Progress Evaluation of the UNICEF Education in Emergencies and Post-Crisis Transition Programme (EEPCT) - Sri Lanka Case Study

Publication language
English
Pages
118pp
Date published
01 Mar 2011
Type
Evaluation reports
Keywords
Conflict, violence & peace, Post-conflict, Education
Countries
Sri Lanka

The United Nations Children’s Fund (UNICEF) Education in Emergencies and Post-Crisis Transition (EEPCT) programme began in 2006 as a five-year, US$201 million-dollar partnership between UNICEF and the Government of the Netherlands, intended as a strategic intervention in support of the Millennium Development Goals (MDGs) and the Education For All (EFA) movement. The interventions associated with the programme have been designed to achieve these targets by increasing institutional capacity and providing direct programme support. Global initiatives such as inter-agency Education Clusters and the Inter-Agency Network for Education in Emergencies (INEE) are supported through programming in 39 countries.

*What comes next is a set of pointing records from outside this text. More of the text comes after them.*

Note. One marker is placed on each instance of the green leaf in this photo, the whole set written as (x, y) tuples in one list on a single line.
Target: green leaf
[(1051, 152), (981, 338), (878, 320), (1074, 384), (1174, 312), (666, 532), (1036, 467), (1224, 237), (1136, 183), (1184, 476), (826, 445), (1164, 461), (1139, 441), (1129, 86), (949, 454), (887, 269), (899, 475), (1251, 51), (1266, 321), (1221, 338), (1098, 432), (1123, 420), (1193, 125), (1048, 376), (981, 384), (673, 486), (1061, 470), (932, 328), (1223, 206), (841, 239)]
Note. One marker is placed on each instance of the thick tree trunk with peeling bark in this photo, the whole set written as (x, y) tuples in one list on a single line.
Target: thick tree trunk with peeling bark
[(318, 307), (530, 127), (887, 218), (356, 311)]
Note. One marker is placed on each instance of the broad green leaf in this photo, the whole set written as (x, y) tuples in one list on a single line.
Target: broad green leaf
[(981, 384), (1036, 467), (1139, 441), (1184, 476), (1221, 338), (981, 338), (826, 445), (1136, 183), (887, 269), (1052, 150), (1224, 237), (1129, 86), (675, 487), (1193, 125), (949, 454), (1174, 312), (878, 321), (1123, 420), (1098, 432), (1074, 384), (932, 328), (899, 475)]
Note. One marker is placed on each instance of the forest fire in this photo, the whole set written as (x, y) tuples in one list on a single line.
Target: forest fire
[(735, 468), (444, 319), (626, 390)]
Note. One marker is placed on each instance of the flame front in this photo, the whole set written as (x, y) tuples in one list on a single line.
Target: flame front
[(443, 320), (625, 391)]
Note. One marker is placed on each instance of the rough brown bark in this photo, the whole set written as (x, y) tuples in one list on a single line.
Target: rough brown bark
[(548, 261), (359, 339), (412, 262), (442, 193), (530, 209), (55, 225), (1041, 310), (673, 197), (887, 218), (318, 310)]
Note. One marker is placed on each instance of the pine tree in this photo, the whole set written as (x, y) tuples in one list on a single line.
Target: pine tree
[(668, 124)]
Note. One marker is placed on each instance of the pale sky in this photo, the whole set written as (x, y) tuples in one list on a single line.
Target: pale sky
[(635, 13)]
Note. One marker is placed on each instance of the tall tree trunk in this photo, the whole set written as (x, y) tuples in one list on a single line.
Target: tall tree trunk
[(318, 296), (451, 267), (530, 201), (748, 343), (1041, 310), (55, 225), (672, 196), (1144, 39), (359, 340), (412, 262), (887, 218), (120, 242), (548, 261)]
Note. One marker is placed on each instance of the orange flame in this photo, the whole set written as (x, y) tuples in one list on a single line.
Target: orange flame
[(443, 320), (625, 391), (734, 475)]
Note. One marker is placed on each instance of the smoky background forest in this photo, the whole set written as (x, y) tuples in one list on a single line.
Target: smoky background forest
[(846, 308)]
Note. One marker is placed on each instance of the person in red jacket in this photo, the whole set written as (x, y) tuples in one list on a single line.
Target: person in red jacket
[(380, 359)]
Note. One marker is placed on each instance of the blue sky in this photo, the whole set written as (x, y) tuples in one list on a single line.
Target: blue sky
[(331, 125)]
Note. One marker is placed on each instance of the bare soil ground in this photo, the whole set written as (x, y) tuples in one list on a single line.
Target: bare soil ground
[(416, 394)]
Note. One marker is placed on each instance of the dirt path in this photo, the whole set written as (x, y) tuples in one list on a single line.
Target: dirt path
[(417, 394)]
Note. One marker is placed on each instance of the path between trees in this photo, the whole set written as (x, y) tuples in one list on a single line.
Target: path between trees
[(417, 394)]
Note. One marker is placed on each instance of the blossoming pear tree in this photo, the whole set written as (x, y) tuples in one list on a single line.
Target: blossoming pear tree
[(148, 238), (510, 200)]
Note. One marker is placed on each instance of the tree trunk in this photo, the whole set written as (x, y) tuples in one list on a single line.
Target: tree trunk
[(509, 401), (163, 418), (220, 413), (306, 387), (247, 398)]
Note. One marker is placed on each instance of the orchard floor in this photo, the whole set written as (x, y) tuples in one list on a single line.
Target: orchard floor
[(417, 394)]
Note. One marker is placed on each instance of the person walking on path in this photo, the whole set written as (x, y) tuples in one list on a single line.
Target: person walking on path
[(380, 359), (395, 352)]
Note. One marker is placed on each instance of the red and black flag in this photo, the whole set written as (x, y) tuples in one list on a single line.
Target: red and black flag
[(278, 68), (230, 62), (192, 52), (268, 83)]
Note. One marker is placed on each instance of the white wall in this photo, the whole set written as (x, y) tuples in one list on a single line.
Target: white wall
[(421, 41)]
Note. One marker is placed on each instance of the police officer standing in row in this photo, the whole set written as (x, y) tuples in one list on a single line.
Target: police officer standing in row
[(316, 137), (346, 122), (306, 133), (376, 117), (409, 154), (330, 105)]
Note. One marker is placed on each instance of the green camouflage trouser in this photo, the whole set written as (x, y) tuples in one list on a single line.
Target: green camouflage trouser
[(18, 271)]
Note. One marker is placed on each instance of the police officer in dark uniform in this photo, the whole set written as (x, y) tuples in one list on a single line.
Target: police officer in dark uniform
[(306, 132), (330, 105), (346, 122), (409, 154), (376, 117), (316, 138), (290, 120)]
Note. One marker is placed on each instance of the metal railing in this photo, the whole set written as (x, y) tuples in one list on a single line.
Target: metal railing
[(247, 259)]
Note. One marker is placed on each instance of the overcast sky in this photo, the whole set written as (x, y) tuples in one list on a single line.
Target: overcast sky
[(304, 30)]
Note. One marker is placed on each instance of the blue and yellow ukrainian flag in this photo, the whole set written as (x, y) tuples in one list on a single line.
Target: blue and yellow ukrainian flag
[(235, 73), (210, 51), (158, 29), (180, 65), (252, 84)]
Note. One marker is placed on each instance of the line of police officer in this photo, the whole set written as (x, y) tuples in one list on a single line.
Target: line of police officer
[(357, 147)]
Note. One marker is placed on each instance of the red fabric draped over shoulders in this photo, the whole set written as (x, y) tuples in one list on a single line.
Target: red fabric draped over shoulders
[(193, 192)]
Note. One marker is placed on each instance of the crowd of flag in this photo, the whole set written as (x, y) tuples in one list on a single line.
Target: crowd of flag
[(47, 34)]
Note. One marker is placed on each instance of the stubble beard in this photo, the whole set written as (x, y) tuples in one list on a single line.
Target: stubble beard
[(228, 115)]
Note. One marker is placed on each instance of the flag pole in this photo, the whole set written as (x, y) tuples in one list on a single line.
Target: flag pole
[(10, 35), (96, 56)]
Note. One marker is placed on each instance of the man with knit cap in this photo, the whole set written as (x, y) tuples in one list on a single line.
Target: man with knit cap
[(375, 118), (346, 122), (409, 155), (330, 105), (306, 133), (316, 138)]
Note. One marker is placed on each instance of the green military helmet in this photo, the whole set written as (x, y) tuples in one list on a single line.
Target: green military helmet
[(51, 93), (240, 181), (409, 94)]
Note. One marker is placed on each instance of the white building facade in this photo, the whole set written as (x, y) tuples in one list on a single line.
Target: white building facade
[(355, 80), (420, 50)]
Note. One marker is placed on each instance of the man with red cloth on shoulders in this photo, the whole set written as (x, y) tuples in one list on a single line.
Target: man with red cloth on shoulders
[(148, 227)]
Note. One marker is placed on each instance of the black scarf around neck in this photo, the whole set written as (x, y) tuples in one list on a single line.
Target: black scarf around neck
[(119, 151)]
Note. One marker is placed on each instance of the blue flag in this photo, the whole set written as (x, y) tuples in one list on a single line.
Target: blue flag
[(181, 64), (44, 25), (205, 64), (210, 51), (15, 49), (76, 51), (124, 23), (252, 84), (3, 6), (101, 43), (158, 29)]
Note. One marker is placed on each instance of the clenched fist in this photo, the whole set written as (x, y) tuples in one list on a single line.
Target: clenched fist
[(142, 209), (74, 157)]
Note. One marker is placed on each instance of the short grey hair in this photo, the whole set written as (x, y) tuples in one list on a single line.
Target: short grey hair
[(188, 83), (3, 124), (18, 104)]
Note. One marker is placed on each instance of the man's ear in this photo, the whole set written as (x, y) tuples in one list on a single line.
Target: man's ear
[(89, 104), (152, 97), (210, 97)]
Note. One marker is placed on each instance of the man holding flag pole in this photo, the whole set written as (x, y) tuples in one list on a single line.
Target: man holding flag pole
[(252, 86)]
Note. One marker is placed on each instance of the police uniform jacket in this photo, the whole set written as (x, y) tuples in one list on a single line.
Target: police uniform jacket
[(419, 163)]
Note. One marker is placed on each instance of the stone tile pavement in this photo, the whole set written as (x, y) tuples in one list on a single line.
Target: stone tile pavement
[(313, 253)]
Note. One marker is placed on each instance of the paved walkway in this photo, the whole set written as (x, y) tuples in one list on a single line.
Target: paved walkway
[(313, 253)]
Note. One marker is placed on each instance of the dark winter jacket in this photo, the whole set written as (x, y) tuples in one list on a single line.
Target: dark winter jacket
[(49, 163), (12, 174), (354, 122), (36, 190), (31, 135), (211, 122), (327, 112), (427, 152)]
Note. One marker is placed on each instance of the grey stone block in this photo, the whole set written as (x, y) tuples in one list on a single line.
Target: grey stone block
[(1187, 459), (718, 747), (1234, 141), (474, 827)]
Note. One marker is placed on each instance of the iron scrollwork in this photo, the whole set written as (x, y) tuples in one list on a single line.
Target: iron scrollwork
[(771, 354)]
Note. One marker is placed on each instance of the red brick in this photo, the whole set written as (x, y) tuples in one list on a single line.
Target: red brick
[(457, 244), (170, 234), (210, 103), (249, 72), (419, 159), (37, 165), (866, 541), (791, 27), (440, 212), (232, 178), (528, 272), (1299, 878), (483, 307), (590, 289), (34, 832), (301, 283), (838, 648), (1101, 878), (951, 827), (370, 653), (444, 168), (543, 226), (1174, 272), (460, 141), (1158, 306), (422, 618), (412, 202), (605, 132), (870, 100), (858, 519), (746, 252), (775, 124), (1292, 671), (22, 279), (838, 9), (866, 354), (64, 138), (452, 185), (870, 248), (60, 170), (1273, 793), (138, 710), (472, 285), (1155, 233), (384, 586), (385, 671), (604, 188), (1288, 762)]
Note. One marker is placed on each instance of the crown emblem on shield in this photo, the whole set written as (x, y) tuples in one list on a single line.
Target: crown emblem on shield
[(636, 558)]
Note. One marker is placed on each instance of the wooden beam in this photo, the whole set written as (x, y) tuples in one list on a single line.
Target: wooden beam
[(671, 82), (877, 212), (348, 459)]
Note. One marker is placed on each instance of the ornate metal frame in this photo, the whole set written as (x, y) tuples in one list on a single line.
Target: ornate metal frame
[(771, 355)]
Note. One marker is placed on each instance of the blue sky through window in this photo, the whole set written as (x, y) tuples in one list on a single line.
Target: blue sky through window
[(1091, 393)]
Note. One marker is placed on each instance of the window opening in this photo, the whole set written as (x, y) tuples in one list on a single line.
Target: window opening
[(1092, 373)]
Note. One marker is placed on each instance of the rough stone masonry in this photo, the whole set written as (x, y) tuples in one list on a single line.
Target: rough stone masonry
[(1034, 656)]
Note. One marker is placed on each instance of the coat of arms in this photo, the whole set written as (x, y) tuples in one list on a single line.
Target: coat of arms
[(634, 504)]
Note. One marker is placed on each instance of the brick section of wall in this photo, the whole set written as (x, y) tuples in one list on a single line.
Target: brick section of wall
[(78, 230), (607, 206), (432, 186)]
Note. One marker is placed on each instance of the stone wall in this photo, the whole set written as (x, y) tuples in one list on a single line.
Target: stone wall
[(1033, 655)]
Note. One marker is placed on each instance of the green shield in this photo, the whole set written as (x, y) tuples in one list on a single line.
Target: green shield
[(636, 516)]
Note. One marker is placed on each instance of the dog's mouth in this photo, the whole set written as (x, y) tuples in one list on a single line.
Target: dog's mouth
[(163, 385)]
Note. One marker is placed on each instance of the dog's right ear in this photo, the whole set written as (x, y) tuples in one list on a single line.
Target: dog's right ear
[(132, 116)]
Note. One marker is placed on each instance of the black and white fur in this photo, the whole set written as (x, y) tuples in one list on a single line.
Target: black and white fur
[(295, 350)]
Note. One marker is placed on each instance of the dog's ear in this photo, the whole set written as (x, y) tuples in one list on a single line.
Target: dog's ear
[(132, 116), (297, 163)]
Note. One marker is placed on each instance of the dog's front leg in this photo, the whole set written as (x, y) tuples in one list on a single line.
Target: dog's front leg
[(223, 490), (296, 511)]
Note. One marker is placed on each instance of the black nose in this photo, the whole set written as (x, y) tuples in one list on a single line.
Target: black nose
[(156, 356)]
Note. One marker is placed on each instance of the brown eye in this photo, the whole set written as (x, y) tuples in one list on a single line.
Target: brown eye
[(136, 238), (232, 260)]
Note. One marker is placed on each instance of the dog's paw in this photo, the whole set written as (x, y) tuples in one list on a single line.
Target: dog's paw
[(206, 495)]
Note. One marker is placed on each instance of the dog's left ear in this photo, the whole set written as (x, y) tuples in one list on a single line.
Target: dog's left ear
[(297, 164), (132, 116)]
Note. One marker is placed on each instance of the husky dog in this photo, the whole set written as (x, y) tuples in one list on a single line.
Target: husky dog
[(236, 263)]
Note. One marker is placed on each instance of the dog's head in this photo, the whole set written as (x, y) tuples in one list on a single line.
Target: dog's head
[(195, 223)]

In Sri Lanka, racial tensions between the two major ethnic groups, the Sinhalese and the Tamils, escalated from racial riots in 1983 to open armed conflict in the north and east until 2009. The 2004 tsunami added further to the country’s complex disaster and displacement burden. The military defeat of the Liberation Tigers of Tamil Eelam (LTTE) in May 2009 contributed an additional 280,000 internally displaced persons (IDPs) to the 300,000 who were already there. The education sector’s main concern was to ensure basic learning environments with suitable spaces, materials and psychosocial support for all children. Recently, the Government of Sri Lanka accelerated the resettlement programme, and by February 2010 over 174,000 IDPs had returned to their home communities, where housing and infrastructure are inadequate and livelihood options were absent.